Ambient Irony

Saturday, November 30

Toku! Toku! Toku!

My test app (at my day job) continues to burble along happily under TokuMX.

Some more observations:

Compression is fantastic. We have an application with fine-grained access control, and in my test database I'm creating millions of users so that we can find scaling issues before those millions of users actually start hitting our servers.

Under MongoDB, the user permissions table is one of the largest in the database, because each user has a couple of hundred settings. Under TokuMX, we get a compression ratio of 30:1, turning it from a problem to be solved into just another table.

Compression ratios on the other tables is lower, but is still at least 7:1 on data and 3:1 on indexes on my test dataset.
The collection.stats command provides all sorts of useful information on data and index size and index utilisation. You can see not only how much space each index takes on disk, but how often it is being used by queries. In real time. That's a brilliant tool for devops.
Performance seems to suffer when running mongodump backups.

Oh, just on that subject: TokuMX comes in two versions, the Enterprise edition with hot backup support, and the Community edition without. That doesn't mean you can't do online backups on the Community edition - the mongodump and mongoexport utilities work just fine. The Enterprise version comes with a high-performance snapshot backup utility - that is, you get a transactional, consistent point-in-time backup, which mongodump won't do.

You could probably do that with a simple script if your database size is modest, using TokuMX's transaction support. Just start a transaction, iterate through the collections and their contents, and write them out in your preferred format.

Anyway, my test app slows down significantly when I run a backup; I need to investigate further to determine whether this is due to resource starvation (I only have a small server to run these tests, and it doesn't have a lot of I/O or CPU), or whether it's contention within TokuMX.
TokuMX only stores indexes. Each index gets written to a separate file in your data directory. This may lead you to ask, where the hell is my data? The answer is that the _id index for each collection is a clustered index - that is, the data payload of each record is stored alongside the key in the fractal tree.

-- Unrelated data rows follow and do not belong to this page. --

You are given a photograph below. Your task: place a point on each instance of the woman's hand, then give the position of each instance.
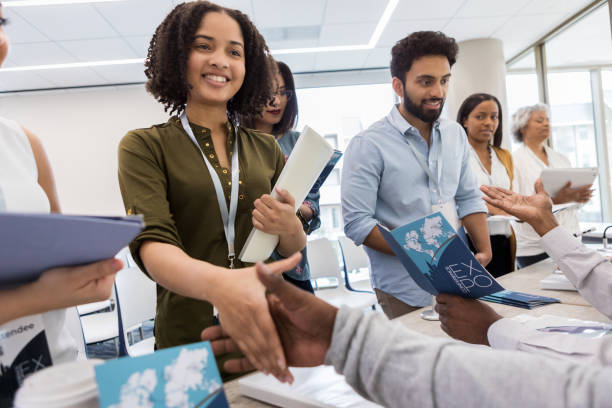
(573, 195)
(243, 311)
(304, 322)
(275, 216)
(59, 288)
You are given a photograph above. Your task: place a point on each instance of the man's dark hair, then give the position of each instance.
(471, 103)
(420, 44)
(166, 63)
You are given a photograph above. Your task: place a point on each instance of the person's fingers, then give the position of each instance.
(259, 216)
(285, 197)
(224, 346)
(539, 186)
(269, 202)
(238, 365)
(263, 208)
(284, 265)
(288, 294)
(97, 270)
(213, 333)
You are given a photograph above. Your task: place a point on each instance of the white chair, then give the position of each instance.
(323, 262)
(136, 301)
(72, 322)
(98, 327)
(355, 258)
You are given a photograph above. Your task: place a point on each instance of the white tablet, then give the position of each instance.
(555, 179)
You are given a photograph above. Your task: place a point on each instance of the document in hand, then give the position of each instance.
(33, 243)
(184, 376)
(438, 260)
(518, 299)
(311, 161)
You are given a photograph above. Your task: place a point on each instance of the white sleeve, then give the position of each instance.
(509, 334)
(396, 367)
(589, 271)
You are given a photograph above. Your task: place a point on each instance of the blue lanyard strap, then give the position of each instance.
(228, 217)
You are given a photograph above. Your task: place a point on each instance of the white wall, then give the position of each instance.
(80, 131)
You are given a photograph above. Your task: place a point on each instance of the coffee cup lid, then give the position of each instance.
(59, 385)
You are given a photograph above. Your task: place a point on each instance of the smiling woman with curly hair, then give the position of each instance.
(202, 182)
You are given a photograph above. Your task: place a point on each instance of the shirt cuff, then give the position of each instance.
(505, 334)
(559, 242)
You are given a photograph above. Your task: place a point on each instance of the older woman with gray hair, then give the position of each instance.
(531, 126)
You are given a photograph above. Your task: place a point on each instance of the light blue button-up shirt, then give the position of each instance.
(382, 182)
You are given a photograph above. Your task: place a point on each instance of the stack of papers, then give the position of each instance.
(518, 299)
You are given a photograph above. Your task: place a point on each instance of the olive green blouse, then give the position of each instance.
(163, 176)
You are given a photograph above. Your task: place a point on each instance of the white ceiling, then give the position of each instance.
(121, 30)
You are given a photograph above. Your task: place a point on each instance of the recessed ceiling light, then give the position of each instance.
(382, 23)
(380, 27)
(74, 65)
(30, 3)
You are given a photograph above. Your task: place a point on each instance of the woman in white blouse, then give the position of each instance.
(481, 117)
(27, 185)
(531, 126)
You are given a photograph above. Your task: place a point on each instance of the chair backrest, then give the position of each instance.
(323, 259)
(136, 298)
(73, 325)
(355, 257)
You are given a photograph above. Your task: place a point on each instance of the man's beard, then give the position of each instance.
(427, 116)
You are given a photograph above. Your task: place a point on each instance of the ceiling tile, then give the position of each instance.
(554, 6)
(463, 29)
(19, 30)
(140, 44)
(69, 21)
(72, 77)
(396, 30)
(281, 45)
(378, 57)
(298, 62)
(488, 8)
(121, 74)
(332, 61)
(99, 50)
(244, 6)
(285, 13)
(17, 81)
(346, 34)
(144, 20)
(39, 53)
(426, 10)
(354, 11)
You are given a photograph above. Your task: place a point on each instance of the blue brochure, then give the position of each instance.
(33, 243)
(326, 171)
(519, 299)
(438, 259)
(184, 376)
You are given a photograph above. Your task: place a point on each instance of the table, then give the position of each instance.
(525, 280)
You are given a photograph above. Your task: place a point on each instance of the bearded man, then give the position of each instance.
(409, 164)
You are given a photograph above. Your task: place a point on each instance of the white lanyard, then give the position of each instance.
(423, 163)
(229, 220)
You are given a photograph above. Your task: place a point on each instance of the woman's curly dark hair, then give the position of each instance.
(290, 115)
(420, 44)
(166, 63)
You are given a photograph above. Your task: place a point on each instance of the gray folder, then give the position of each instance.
(33, 243)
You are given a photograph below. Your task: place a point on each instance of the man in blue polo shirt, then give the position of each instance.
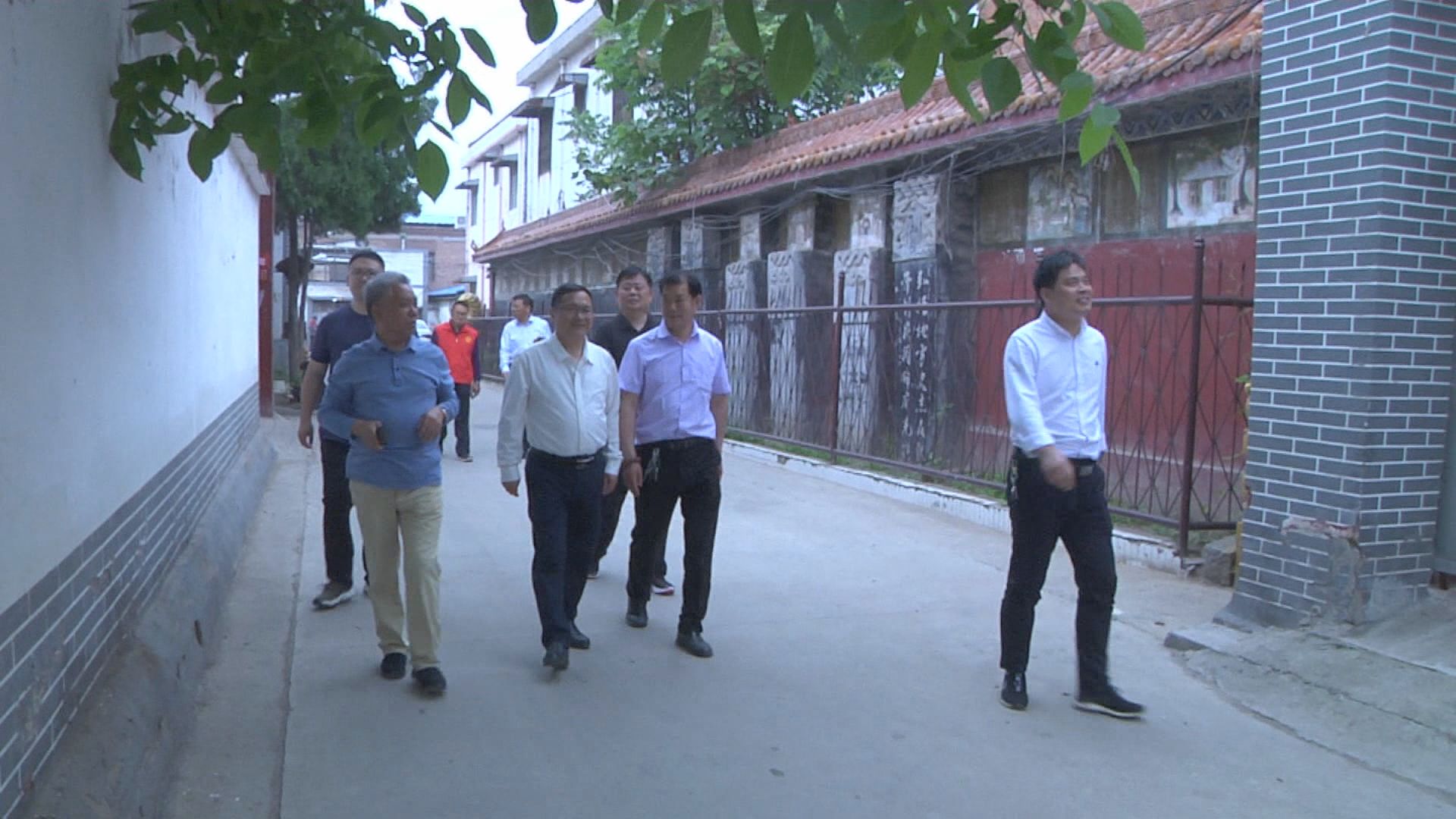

You can create additional clustered indexes if you need them; this could be a significant win in data warehousing applications, particularly if you are writing to disk rather than SSD. If your application reads records in index order, performance from disk could approach performance from SSD at a much lower cost.
Transactions are a little fiddly due to choices made by driver developers. Many of the MongoDB drivers (in this case, PyMongo) use transparent connection pools to support multi-threaded applications without requiring huge numbers of database connections.

That doesn't work at all for transactions, because the transaction is bound to the connection, and if you have a connection pool, there is no guarantee (in fact, pretty much the opposite) that you will get the same connection for all the operations within your transaction.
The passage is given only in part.